Two Mortals’ Journey into a Deep Reinforcement Learning Project
A detailed DRL Project summary in three acts
Why Deep Reinforcement learning?
You can find the entire codebase here
Deep Reinforcement Learning is about learning from mistakes - although all machine learning algorithms depend on making sense of the magnitude of error they’ve made. With RL, you can learn how to solve tasks that have an iterative, sequential decision making process (called Markov Decision Process), like driving a car, playing chess or beating the human champion of… Breakout!
If you dig beneath the surface, you’ll quickly find out that although DRL t is still relatively unstable, it was built from just a few assumptions, and is a universal approach - you still need to retrain the agent for each environment, but you don’t need to change its underlying structure. It also handles multi-agent, stochastic and partially observable environments well, and is a model-free approach, so it works without us coding up any specific knowledge upfront.
But ultimately, look at the videos of DRL demonstrating super-human skills in a number of environments, like Starcraft (Deepmind’s AlphaStar) or control problems like this robot hand by openAI, and you’ll understand why!

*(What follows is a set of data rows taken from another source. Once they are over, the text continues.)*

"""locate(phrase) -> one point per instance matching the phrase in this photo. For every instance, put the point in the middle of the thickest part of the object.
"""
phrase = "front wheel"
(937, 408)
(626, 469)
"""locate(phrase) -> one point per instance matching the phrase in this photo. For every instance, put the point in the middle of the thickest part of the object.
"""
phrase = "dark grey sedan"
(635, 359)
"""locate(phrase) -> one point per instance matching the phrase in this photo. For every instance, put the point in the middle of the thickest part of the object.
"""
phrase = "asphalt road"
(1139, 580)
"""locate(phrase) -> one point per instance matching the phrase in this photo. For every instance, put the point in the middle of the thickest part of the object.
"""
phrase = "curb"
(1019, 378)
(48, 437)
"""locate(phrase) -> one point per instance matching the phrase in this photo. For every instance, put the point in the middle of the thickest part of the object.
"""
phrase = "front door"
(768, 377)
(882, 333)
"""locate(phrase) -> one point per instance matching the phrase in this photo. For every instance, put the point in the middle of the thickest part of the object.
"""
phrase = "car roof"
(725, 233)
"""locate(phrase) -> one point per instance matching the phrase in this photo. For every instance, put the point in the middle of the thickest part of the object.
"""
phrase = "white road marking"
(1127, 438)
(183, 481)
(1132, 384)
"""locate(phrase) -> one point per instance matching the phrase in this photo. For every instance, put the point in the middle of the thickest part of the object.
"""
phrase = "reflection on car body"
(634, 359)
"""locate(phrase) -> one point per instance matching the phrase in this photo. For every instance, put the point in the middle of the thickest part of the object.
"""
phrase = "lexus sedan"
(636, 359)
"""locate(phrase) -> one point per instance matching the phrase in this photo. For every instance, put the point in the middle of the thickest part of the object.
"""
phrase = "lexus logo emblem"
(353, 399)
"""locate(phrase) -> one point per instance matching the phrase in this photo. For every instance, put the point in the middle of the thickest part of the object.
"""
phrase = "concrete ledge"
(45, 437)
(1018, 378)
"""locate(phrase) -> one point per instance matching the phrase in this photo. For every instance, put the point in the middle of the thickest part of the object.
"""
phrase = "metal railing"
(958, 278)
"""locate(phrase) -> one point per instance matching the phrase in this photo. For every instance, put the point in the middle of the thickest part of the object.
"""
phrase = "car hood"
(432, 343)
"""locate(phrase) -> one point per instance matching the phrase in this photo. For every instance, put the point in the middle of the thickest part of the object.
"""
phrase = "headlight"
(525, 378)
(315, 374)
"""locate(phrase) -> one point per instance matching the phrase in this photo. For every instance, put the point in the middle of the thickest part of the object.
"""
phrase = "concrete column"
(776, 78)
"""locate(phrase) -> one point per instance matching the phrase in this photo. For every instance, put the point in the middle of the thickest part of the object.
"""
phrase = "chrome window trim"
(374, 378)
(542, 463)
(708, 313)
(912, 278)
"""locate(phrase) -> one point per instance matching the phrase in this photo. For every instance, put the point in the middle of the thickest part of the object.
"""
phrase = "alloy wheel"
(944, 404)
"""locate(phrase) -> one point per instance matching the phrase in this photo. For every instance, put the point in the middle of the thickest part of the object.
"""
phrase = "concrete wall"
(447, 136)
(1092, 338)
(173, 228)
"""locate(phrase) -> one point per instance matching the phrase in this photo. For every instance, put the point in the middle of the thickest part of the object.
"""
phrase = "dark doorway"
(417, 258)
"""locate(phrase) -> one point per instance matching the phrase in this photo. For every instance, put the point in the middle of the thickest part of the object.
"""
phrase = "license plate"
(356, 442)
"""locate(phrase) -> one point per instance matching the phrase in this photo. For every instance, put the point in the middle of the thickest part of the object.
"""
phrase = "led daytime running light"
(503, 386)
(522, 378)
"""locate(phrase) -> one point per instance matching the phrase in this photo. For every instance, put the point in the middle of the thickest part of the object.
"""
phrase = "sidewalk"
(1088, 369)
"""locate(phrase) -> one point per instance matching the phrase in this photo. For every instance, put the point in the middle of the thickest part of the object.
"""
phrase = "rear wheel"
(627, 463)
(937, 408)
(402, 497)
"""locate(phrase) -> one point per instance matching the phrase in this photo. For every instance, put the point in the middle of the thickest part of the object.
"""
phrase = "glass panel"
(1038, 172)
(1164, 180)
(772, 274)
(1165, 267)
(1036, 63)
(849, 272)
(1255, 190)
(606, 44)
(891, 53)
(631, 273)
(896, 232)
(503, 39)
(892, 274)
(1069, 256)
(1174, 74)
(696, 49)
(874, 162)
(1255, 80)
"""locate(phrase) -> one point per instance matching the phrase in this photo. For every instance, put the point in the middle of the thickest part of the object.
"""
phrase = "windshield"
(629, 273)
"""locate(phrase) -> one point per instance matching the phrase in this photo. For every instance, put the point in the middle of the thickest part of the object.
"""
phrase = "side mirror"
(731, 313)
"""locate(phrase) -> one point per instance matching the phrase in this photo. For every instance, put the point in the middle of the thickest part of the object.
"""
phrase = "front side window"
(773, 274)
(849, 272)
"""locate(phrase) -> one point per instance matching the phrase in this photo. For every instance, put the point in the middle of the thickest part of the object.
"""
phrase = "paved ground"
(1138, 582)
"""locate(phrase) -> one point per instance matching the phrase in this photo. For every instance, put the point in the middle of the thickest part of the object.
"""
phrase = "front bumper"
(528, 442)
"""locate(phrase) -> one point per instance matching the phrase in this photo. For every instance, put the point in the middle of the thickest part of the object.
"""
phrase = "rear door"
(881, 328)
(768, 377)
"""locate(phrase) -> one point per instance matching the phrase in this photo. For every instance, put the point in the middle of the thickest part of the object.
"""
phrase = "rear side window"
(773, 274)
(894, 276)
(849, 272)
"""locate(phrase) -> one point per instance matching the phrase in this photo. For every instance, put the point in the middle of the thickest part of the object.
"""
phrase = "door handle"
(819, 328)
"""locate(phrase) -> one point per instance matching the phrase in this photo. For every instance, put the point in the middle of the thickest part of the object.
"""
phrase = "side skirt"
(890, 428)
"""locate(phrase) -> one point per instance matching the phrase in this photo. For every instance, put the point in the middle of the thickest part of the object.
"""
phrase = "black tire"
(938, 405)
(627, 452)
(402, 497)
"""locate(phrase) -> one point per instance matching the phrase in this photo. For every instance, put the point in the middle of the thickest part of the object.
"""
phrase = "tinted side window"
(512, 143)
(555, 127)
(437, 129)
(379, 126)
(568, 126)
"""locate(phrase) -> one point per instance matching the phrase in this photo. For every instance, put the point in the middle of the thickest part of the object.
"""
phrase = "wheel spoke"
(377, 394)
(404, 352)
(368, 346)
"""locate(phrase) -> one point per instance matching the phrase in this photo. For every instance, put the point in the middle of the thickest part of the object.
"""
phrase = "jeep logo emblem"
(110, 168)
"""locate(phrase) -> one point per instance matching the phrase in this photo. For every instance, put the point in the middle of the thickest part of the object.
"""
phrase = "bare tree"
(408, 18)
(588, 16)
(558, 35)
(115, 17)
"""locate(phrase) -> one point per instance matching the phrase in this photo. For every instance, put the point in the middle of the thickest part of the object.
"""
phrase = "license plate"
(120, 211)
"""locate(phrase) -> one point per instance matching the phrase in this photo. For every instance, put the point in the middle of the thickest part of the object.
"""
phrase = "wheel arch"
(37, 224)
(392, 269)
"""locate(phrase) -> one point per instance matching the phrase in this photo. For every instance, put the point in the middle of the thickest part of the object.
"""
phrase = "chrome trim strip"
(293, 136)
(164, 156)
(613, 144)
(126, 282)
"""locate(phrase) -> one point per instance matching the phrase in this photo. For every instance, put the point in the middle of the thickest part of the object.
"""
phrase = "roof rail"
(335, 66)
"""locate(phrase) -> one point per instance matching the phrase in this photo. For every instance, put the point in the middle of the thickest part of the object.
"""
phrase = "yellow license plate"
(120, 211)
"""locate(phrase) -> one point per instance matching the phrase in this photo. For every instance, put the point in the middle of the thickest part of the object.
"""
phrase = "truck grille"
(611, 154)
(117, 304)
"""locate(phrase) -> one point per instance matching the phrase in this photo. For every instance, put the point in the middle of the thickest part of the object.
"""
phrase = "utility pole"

Driven by curiosity (and Daniel by the need to apply the new skills he acquired while completing Udacity’s DRL nanodegree), we were trying to find a nail to mash with our Deep RL hammer! We thought it’s’ unlikely that we’ll be able to come up with a completely new DRL agent structure that beats the well-established algorithms on the first go, so the decision was made: we’ll focus on the environment!
We were talking about the potential direction of our first project, and a bunch of questions came up:
Should it be about a novel environment, let’s say, a bridge builder or a board game, like monopoly? (Or Hive? Exploding Kittens? Uno? Risk? Sim City? It looks like someone has been there already…)
Or about the interaction between agents, eg. a multi-agent environment, where to reach the goal, the agents need to balance between collaboration and competition?
Or an existing, difficult environment, which we can tackle with a new kind of agent?
In the end what got us excited is the question if local agents together can converge to state level solutions. What do we mean by this? Take a car that is driving from point A to a goal B (on a grid). With a single agent the solution is trivial, you just need to take the shortest route. Things become interesting once we add more agents, and a collision criteria, partial visibility… But first, we needed to get answers to these questions:
Will a DQN Agent and a REINFORCE Agent coverage on fixed or randomized starting and end positions?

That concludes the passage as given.